Indian freedom fighter and politician associated with the Indian National Congress

P. S. K. Lakshmipathy Raju (10 December 1913 – 4 November 1989) was an Indian freedom fighter and politician associated with the Indian National Congress from Tamil Nadu.

== Early life ==
Lakshmipathy Raju was born on 10 December 1913 in Palani, Madras Presidency, British India to S. Krishnasamy Raju and Nallammal. He received his education at Palani Municipal High School. In 1930, he founded the Harijan Seva Sangh, an organization aimed at the upliftment of Dalits.

== Involvement in Indian freedom struggle ==
Raju was deeply inspired by his father, who was involved in the freedom struggle and held various roles in the Indian National Congres at local and state levels from 1927. He took part in major independence movements and was jailed for six months during the Civil Disobedience Movement in 1932. He was jailed for six months again during the Individual Satyagraha in 1941. During the Quit India Movement (1942), he was detained under Section 38(5) of the Defence of India Rules and sentenced to three months imprisonment. Throughout his involvement in the independence movement, he was incarcerated in several jails, including those in Madurai, Bellary, Alipore, Vellore, Tanjore, Palayamkottai, and Madras.

== Public service ==
In 1945, he became a member of the Palani Municipal Council and later served as its chairman for five years. He sponsored the Fishermen Co-operative Scheme and served as its president for Palani Taluk from 1948 to 1957. Raju also held leadership positions in trade unions, including Vice President of the Tamil Nadu Indian National Trade Union Congress and Member of the General Committee of the Indian National Trade Union Congress.
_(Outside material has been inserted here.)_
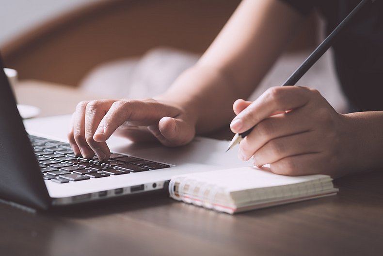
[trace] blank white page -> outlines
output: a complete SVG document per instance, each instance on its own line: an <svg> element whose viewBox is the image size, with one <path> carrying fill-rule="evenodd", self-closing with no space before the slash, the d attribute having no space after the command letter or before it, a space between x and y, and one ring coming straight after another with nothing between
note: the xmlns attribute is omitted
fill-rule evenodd
<svg viewBox="0 0 383 256"><path fill-rule="evenodd" d="M176 176L172 179L178 177L214 185L230 191L288 185L321 179L331 179L329 176L319 174L298 176L281 175L255 167L196 172Z"/></svg>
Raju also served as Director of the Co-operative House Construction Society, President of the Madurai Co-operative Stores, and Convener of the Bhoodan Movement. He actively supported the Bharat Sevak Samaj.

== Legislative career ==
In 1957, he was elected as a Member of the Tamil Nadu Legislative Council from Palani constituency.

== Death and legacy ==
P. S. K. Lakshmipathy Raju died on 4 November 1989.